Friday, January 4, 2019

AICTE decides to allow arts and science courses in engineering colleges
Welcoming this decision, a chairman of a private engineering college said that it would help utilise the resources that now remain idle given the poor patronage for engineering courses.

Published: 04th January 2019 03:50 AM 



Anil Sahasrabudhe, Chairperson of All India Council for Technical Education. (AICTE Website)

Express News Service

COIMBATORE: The All India Council for Technical Education (AICTE) has decided to allow engineering colleges run arts and science courses in parallelly on the same campus.

Confirming the decision, AICTE chairman Anil D Sahasrabudhe told Express, "If other programmes are to be run, the requirement of each programme should be available separately except playground, parking, canteen, etc." In Tamil Nadu, engineering colleges come under the control of Anna University, whereas arts and science colleges are covered by arts and science universities like University of Madras, Bharathiar University, Madurai Kamaraj University, etc.
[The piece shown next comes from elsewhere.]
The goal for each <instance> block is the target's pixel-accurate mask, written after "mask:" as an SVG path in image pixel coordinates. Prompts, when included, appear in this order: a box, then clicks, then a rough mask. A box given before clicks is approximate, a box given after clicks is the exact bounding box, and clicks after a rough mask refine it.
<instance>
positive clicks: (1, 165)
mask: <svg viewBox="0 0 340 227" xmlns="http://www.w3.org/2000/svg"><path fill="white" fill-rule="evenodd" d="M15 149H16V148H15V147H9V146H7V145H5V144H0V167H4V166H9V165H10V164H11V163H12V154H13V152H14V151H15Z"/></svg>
When asked if engineering colleges will be allowed to get affiliation for arts and science colleges from other arts and science universities, he said, "It depends on having independent facilities for each of the programmes separately."


Welcoming this decision, a chairman of a private engineering college said that it would help utilise the resources that now remain idle given the poor patronage for engineering courses. The classrooms built for such courses can now be used for arts and science programmes.

Engineering colleges equipped with faculty members for physics, chemistry, and mathematics, and also laboratories for these subjects; these can be used effectively, the chairman suggested. He also recalled how engineering colleges were allowed to run courses like BSc and MSc in Computer Science and Information Technology till the year 2002.

However, the chairman opined that starting the courses for the academic year 2019-20 would be impossible. The last date to apply to the Directorate of Collegiate Education for permission for these arts and science courses ended on December 31. Colleges could ask for the deadline to be extended, the chairman suggested. Meanwhile, Association of Self Financing Arts, Science and Management Colleges of Tamil Nadu president Ajeet Kumar Lal Mohan opined that the AICTE did not have the power to allow engineering colleges to run arts and science courses. The management would need a GO from the Tamil Nadu government. Besides, common land cannot be used for running engineering and arts courses, he claimed.